5 ways to boost your productivity. Being more productive is something we all want to strive for. Whether it be to get through the work that is gradually piling up on your desk, pushing yourself for that promotion, or simply ending the day on time for once. With only so many hours in a day, you can feel overburdened before you start questioning how you’ll get everything done.
Today we’re going to look at reasonably simple ways in which we can boost our productivity. From making your bed first thing in the morning, or swapping your caffeine fix for water. There are plenty of things we can all do to reportedly boost productivity. Here are five that we believe can make a big difference to your day:
This might seem obvious. Yet, whether your kids wake you up early or you can’t stop watching that Netflix series at night, you probably don’t get the seven to eight hours sleep your body needs. One in three of us don’t even manage six. It’s been estimated that this alone costs the UK economy £40 billion a year in lost productivity.
A good night’s sleep prepares your body and mind for the day ahead and a lack of it can lead to illness. The difference between struggling your way through the week unfocused, tired and stressed and completing every task you’ve set, might simply be a great night’s sleep.
Being happy is perhaps easier said than done and sitting on your sofa at home might be closer to your key to happiness than your office chair. However, the effects of happiness on productivity can be significant. Happy employees are said to be 12% more productive according to one study, while lower happiness is associated with lower productivity. Simply put, the happier we are, the harder we’ll work. We can’t turn on happiness with a switch, we can make sure to spend our time away from the office in ways that fulfil us. Doing the things we love, can help to ensure we’re in the right mood when Monday comes around.
The instinctive response to receiving a lot of work on your desk may be to tackle it all at once. Thus hopping between projects in a quest to get everything done as soon as humanely possible. While many claim to be expert multitaskers, neuroscientists don’t believe it’s possible. Multitasking can slow you down by up to 40% in comparison to completing one task after another. It can in fact lower your IQ and may even shrink your brain. So, next time you have a dozen projects on the go at once, or are switching between work and responding to emails and taking calls (and whatever else you’ve had piled on), think again. Because not only are you protecting your mental health, you’ll likely get it all done quicker anyway.

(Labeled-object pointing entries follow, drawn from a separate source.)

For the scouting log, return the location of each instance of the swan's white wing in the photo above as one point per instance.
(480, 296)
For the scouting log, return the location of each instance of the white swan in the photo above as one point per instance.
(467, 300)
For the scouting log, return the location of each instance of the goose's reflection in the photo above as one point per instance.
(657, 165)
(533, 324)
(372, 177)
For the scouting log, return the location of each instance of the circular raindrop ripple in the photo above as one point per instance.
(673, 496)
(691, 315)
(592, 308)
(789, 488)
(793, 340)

During a long hard day’s work, lunch can be your brief escape to relax and let your brain turn off for a much-earned rest. So the idea of spending your lunch break exercising might sound completely unappealing. However, if you’re willing to put that extra bit of effort in a few times a week, your actual work might start progressing for it. Exercise has been shown to improve cognitive processing. In fact, 74% of those who did so during their lunch break in one study claimed that they were able to manage their workload more effectively because of it. You needn’t worry about breaking a sweat to see improvement either, simply walking can increase focus.
It might sound counter-productive but taking occasional breaks will in fact make you more productive. Scientists have claimed our brains aren’t built for 8 hour work periods. Our minds need time to process and re-energise and frequent breaks can be a great way of doing just that. One study showed that the most productive employees worked in 52 minute blocks with 17 minute breaks in between. Another claims that the “deactivation and reactivation of task goals” triggers your brain to focus. While it might not always be possible to have such frequent breaks under the watch of your boss, perhaps time your drink breaks. Allow yourself to at least briefly switch off every hour or so. The time you do spend working will more than make up for it.
So if you’re feeling a little behind at work, or simply want to be working at your best, try a few of these research-based recommendations. You may start seeing a big difference in your productivity.